Due to the rapid expansion of the universe, this plasma went through
a phase transition to form hadrons - most importantly nucleons - which
constitute the building blocks of (nuclear) matter as we know it today.
The investigation of QGP properties, such as its equation of state,
will improve our understanding of the
development of the early universe and the behavior of QCD under extreme
conditions.
Timeline of the history of the Universe and the evolution of matter from
the Big Bang to the present.
The existence of a QGP can be theoretically inferred through
lattice gauge simulations of QCD
(see also the page on our group's activities in that sector), which
provide the only rigorous method to compute the QCD equation of state.
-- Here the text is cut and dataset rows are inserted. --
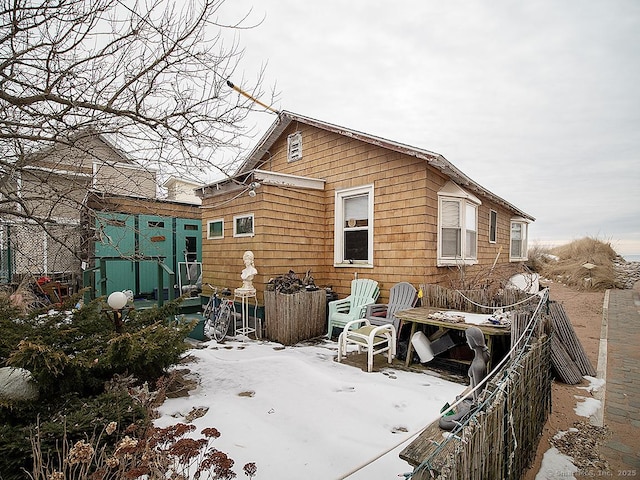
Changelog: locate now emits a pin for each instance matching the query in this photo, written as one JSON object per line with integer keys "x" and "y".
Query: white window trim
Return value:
{"x": 235, "y": 225}
{"x": 495, "y": 240}
{"x": 338, "y": 238}
{"x": 524, "y": 240}
{"x": 294, "y": 147}
{"x": 209, "y": 222}
{"x": 452, "y": 192}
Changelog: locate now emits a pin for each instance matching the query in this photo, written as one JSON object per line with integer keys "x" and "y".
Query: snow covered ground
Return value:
{"x": 297, "y": 413}
{"x": 554, "y": 463}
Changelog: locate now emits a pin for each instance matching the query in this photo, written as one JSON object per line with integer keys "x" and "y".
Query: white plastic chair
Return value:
{"x": 374, "y": 338}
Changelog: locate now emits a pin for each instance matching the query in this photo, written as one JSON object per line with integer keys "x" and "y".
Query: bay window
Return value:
{"x": 457, "y": 226}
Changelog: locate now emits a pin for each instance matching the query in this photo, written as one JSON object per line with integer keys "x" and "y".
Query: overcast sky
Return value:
{"x": 537, "y": 101}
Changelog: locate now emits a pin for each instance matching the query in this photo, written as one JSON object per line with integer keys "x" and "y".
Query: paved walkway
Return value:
{"x": 621, "y": 403}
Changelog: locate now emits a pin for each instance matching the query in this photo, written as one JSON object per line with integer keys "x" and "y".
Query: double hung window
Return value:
{"x": 518, "y": 244}
{"x": 354, "y": 227}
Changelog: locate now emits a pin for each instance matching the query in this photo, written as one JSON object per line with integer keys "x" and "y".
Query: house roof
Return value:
{"x": 436, "y": 160}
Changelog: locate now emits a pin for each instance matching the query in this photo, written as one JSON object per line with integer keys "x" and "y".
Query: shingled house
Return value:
{"x": 316, "y": 196}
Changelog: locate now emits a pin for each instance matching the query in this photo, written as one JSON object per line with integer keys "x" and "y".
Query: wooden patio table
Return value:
{"x": 420, "y": 316}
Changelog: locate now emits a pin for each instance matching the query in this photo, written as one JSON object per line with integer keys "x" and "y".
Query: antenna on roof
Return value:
{"x": 242, "y": 92}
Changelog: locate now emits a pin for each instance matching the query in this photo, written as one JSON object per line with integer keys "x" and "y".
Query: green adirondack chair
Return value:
{"x": 364, "y": 292}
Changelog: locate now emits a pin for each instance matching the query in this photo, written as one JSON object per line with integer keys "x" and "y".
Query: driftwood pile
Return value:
{"x": 291, "y": 283}
{"x": 568, "y": 358}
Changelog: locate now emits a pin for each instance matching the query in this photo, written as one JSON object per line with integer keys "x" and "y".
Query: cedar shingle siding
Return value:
{"x": 294, "y": 227}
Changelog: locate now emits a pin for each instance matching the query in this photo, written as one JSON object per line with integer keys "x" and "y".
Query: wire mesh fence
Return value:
{"x": 28, "y": 250}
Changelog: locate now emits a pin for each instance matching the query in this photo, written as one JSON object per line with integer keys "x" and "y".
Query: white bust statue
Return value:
{"x": 248, "y": 273}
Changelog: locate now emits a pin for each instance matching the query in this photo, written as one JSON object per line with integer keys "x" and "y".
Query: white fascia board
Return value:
{"x": 286, "y": 180}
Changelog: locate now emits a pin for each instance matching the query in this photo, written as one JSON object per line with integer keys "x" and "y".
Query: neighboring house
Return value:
{"x": 51, "y": 190}
{"x": 312, "y": 195}
{"x": 181, "y": 190}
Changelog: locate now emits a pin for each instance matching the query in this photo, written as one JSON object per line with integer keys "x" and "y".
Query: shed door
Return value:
{"x": 155, "y": 240}
{"x": 115, "y": 234}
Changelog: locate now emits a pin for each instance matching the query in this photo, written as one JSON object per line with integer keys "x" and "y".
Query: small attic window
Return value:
{"x": 294, "y": 147}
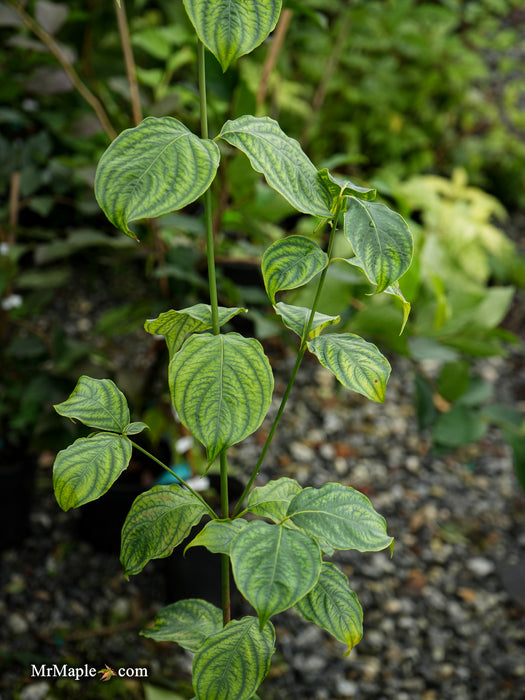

These simulations predict a phase transition of confined hadronic matter
(such as protons and neutrons) to a deconfined state in
which hadrons are dissolved into quarks and gluons. Further information,
however, such as the critical temperature and energy-density for that
phase-transition, depend crucially on the parameters of the simulation
and the extrapolation from the discretized quantities on the lattice
to the continuum of the real world.
Conditions for creating this highly excited state of primordial matter
under controlled laboratory conditions using relativistic heavy ion
collisions are currently being provided
by the
Relativistic Heavy Ion Collider (RHIC) at
Brookhaven National Laboratory . RHIC collides
gold nuclei at center of mass energies of
130 GeV and 200 GeV per nucleon-nucleon pair
and thus creates a state of matter at the highest temperatures and densities
possible in a laboratory environment. Experiments at RHIC
have yielded many interesting and
sometimes surprising results,
which have not yet been fully evaluated or understood by theory.
Two views of one of the first full-energy collisions between
gold ions at Brookhaven Lab's Relativistic Heavy Ion Collider,
as captured by the
Solenoidal Tracker At RHIC (STAR) detector.
The tracks indicate the paths taken by thousands of subatomic particles
produced in the collisions as they pass through the
STAR Time Projection Chamber, a large, 3-D digitial camera.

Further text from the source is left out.